Three things can happened after law enforcement sends Ozanne’s office a case; it can be declined at that moment, the suspect can be charged or, the case can be sent back to police for further investigation. When the suspect is in custody, like Doll was, the district attorney has to bring charges typically within 48 hours.

The electronics seized during Doll’s search had not been completely examined, Ozanne said Friday, and if Middleton police, find some evidence of a crime after further investigation the case may be reexamined.

“I’m not certain all the electronics have been gone through.
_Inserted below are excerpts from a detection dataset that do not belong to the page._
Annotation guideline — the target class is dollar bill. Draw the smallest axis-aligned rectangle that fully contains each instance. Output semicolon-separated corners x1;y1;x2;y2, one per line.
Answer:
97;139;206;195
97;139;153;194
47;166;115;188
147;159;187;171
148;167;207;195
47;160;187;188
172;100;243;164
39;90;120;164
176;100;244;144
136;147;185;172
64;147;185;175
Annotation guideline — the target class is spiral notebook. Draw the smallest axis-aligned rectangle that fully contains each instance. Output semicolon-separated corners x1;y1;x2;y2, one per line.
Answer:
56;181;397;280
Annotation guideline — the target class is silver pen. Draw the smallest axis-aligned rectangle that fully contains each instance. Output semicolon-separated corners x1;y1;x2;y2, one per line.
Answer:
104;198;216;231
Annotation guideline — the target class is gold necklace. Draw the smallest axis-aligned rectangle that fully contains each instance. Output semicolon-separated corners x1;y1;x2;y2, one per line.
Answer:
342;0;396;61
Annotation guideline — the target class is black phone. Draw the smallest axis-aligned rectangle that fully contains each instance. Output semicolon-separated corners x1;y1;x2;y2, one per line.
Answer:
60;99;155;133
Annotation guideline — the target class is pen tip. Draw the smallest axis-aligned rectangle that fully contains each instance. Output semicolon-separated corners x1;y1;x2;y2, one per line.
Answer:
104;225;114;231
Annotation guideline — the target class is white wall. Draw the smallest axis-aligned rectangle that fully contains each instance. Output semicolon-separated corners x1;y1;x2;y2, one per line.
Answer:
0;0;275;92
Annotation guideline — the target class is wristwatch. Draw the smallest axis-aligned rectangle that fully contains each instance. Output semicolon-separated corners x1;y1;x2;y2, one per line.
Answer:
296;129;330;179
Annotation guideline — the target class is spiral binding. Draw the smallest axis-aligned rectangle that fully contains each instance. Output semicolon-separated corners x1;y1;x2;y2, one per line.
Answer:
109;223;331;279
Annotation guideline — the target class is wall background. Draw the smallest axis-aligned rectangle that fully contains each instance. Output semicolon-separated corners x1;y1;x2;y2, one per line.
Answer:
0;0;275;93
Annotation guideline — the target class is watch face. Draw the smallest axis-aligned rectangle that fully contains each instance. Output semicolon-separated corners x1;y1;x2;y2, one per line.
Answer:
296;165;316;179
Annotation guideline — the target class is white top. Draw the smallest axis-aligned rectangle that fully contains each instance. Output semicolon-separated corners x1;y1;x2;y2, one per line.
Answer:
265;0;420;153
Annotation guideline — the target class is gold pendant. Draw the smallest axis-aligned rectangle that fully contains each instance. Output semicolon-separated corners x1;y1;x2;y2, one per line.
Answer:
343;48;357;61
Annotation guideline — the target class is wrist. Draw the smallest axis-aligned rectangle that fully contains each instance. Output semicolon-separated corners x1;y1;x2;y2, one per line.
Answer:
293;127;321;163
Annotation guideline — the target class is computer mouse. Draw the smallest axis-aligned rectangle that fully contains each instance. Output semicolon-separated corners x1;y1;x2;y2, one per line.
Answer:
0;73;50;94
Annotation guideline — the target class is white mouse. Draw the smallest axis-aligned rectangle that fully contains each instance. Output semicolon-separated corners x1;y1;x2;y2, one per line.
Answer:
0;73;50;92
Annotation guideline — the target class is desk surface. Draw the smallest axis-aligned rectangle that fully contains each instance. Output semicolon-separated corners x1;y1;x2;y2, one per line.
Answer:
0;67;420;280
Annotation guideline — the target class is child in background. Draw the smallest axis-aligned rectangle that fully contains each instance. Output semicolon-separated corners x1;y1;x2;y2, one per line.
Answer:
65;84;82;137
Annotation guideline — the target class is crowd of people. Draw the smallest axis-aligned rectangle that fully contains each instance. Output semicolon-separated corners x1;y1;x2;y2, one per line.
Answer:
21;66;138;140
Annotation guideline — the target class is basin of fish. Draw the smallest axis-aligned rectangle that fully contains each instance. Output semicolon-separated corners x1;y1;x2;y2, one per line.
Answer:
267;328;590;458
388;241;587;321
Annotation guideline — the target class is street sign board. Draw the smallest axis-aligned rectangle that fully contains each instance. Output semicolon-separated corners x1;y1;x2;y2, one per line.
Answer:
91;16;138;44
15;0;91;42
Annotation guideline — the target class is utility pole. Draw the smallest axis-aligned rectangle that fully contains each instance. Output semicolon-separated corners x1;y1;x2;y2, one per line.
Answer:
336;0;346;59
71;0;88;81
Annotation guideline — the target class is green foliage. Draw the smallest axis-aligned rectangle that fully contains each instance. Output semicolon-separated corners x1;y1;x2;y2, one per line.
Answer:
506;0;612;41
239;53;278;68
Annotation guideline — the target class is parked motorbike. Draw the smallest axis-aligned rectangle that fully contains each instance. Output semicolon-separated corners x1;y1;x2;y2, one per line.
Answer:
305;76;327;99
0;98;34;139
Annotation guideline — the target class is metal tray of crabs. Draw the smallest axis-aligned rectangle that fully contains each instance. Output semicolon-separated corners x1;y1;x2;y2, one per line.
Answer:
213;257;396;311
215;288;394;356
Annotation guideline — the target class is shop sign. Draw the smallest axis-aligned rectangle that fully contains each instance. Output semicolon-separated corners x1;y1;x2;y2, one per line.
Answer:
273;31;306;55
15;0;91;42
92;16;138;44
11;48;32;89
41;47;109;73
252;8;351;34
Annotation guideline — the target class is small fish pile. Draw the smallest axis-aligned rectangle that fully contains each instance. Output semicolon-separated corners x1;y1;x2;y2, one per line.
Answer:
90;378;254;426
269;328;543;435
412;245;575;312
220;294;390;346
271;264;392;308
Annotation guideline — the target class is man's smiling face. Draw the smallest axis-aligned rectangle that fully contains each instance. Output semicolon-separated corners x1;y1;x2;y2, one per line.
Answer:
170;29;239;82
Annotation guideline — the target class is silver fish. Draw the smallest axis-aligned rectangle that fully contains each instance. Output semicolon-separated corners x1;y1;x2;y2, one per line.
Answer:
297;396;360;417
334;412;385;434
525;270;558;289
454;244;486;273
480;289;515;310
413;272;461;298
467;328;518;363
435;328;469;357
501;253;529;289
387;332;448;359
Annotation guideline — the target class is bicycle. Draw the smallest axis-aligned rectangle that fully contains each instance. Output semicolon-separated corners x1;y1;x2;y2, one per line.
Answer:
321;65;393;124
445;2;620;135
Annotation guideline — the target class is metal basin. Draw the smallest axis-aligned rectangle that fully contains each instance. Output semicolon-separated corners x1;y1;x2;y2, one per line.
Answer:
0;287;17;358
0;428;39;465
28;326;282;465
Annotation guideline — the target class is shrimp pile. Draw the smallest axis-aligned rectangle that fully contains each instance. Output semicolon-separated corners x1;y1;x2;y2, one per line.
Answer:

If there’s an indication that there something more, we can take a look at it,” Ozanne said.

Captain Jeremy Geiszler, of the Middleton Police Department, said Friday that the investigation is ongoing.

“It can be a time consuming process since the amount of data stored on a computer can potentially be a few terabytes,” he said.

Police took Doll into custody and he was booked into the Dane County Jail the afternoon of Feb. 12. He was released without being charged at 12:45 p.m. on Feb. 14.

The National Center for Missing and Exploited Children functions as an information clearinghouse and national resource to help families and law enforcement to recover missing children and prevent their exploitation, according to its website.

It also maintains the world’s largest database of images of child pornography maintained by the US Department of Justice for the purpose of identifying child pornography victims.

Law enforcement and prosecutors can submit seized images to the center to determine whether any image contains identified child victims.

The center can also tip law enforcement when it receives information of suspected sharing of child pornography on the Internet.

Geiszler said he didn’t know if the tip from the center included a name of a Middleton resident or just an Internet protocol address identifying a specific computer or phone that used the Internet.

Maximum penalties for conviction of Child Pornography Possession in Wisconsin is 25 years in prison, a $250,000 fine or both.